Question

Two discs are rotating about their axes normal to the discs and passing through the centres of the discs. Disc $D_1$ has $2\;kg$ mass and $0.2\;m$ radius and the initial angular velocity of $50\;rads^{-1}$. Disc $D_2$ has $4\;kg$ mass and $0.1\;m$ radius and initial angular velocity of $200\;rads^{-1}$. The two discs are brought in contact face to face, with their axes of rotation coincident. The final angular velocity (in $rads^{-1}$) of the system is:
A. 40
B. 60
C. 100
D. 120

Answer 1

Hint: Begin by determining the moment of inertia of the two discs, for axes passing perpendicular to their surface. Then, use the relation between moment of inertia and angular velocity to find their angular momenta. Add the two individual momenta to get the total initial angular momentum.
Now, when they are brought in contact with each other, the two discs behave as one massive unit. In this case, determine the sum of their moments of inertia and obtain an expression for the total final angular momentum of the system. Use the conservation of angular momentum principle to equate the two expressions and arrive at the appropriate angular speed of the collective motion of the discs.

Formula Used:
MI of disc: $I = \dfrac{1}{2}mr^2$
Angular momentum: $L=I\omega$
Conservation of angular momentum: $L_i=L_f$

Complete Step-by-Step Solution:
We are given that for,
Disc $D_1$: $m_1=2\;kg$, $r_1=0.2\;m$ and $\omega_1=50\;rads^{-1}$
Disc $D_2$: $m_2=4\;kg$, $r_2=0.1\;m$ and $\omega_2=200\;rads^{-1}$

We know that the moment of inertia MI of a circular disc about an axis perpendicular to the disc and passing through the centre O is given as:
$I = \dfrac{1}{2}mr^2$

Therefore, for Disc $D_1$: $I_1 = \dfrac{2\times 0.2^2}{2} = 0.04\;kgm^2$, and
Disc $D_2$: $I_2 = \dfrac{4\times 0.1^2}{2} = 0.02\;kgm^2$

Now, the angular momentum of a disc is given as:
$L=I\omega$

The total initial angular momentum of two discs will be the sum of their individual angular momenta, i.e.,
$L_i = I_1\omega_1 + I_2\omega_2$
$\Rightarrow L_i = (0.04\times 50)+(0.02\times 200) = 2+4=6\;kgm^2s^{-1}$

Now, the two discs are brought in contact face to face, with their axes of rotation coincident. This means that the moment of inertia of the system becomes the sum of their individual moments of inertia. This results in the two discs moving with a new mutual angular velocity, say $\omega$.

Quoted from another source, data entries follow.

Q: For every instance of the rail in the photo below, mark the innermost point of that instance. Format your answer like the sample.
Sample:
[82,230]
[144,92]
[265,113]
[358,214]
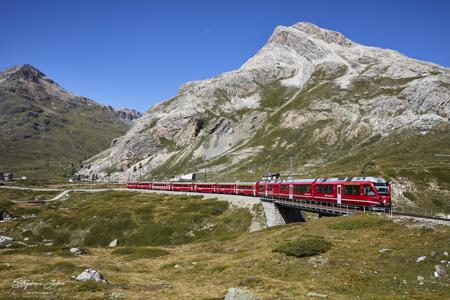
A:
[324,208]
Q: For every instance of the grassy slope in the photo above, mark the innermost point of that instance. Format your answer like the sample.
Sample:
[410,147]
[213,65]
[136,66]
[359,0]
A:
[405,154]
[88,131]
[206,268]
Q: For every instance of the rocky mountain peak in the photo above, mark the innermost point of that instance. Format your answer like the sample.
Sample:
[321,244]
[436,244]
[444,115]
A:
[329,36]
[26,72]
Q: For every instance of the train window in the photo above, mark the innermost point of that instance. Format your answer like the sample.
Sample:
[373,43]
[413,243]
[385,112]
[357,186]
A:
[303,188]
[351,189]
[382,188]
[368,190]
[324,188]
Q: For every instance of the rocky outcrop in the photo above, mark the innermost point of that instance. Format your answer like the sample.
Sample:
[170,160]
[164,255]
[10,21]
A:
[309,91]
[5,240]
[90,275]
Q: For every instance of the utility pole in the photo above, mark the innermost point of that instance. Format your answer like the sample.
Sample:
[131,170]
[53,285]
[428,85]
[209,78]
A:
[290,167]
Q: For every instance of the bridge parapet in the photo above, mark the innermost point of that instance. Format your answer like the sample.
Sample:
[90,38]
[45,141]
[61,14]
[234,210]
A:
[283,211]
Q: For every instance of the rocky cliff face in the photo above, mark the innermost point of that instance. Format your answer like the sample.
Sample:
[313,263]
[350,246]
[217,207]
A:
[309,93]
[43,127]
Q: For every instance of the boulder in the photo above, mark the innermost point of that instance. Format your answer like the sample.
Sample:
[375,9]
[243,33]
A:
[5,240]
[77,251]
[90,274]
[114,243]
[239,294]
[439,270]
[316,295]
[421,258]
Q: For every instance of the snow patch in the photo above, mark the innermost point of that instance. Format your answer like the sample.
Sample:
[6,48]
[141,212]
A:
[237,103]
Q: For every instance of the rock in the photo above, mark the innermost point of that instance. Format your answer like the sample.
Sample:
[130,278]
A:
[440,270]
[316,295]
[114,243]
[239,294]
[116,295]
[5,240]
[77,251]
[318,261]
[421,258]
[90,274]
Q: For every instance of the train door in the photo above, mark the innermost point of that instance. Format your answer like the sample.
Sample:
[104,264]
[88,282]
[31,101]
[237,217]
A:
[339,193]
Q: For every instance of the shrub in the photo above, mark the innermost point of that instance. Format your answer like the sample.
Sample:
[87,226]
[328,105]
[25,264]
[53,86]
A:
[140,252]
[90,286]
[305,247]
[358,223]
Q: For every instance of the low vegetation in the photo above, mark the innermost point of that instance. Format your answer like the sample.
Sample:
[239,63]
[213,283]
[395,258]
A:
[308,246]
[361,256]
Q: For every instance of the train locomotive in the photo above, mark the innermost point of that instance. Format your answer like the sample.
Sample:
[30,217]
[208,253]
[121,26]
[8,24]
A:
[368,192]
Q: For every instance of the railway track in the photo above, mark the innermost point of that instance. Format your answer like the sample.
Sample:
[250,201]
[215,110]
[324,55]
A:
[413,215]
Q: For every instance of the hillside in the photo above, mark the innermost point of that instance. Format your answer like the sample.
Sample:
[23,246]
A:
[181,247]
[47,131]
[311,94]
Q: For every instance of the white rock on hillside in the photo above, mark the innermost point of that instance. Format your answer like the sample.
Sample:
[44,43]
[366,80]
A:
[5,240]
[373,92]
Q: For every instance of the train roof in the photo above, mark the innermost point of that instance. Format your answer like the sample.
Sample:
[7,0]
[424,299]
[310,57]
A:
[340,179]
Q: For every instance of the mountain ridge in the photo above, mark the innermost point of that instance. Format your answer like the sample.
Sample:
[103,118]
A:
[308,93]
[42,122]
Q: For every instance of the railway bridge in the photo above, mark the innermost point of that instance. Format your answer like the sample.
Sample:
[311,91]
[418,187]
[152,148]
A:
[282,211]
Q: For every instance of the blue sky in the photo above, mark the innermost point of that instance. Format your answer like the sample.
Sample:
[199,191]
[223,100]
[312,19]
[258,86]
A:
[137,53]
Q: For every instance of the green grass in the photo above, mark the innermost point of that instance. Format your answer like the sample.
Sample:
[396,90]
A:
[303,247]
[358,223]
[72,135]
[135,219]
[346,262]
[140,252]
[26,195]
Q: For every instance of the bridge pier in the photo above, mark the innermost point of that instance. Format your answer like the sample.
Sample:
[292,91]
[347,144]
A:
[279,215]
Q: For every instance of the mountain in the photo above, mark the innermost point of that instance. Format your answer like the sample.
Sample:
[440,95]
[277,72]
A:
[45,128]
[312,97]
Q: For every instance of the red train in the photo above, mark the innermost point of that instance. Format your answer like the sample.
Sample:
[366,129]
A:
[358,191]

The total final angular momentum of the system of two discs in contact with each other will be,
$L_f = (I_1+I_2)\omega = (0.04+0.02)\omega = 0.06\omega\; kgm^2s^{-1}$

We now need to determine the final angular velocity. For this, we proceed as follows.

According to the law of conservation of angular momentum, for any isolated system, the total initial and final angular momentum will remain constant, i.e.,
$L_i=L_f$
$\Rightarrow 6 = 0.06\omega$
$\Rightarrow \omega=\dfrac{6}{0.06} = 100\;rads^{-1}$

Therefore, the correct choice would be C.100

Note:
It is important to understand the collective behaviour of components and the factors that get influenced under their non-individualistic behaviour. We add up the moments of inertia in the second case to signify the repositioning of the centre of mass of the entire system, since it now behaves as a collective unit with the two discs working together. This also influences their rotatory motion which is why we get a kind of a superposed final angular speed.
Also, always pay attention to the mentioned axis of rotation, since the expression for the moment of inertia for the same object will differ if it has a different axis of rotation. Suppose the axis of rotation of the disc was at the rim of the disc, then its moment of inertia would be $I = \dfrac{3}{2}mr^2$, or if its axis of rotation was along the diameter of the disc, it would be $I=\dfrac{1}{4}mr^2$ and so on.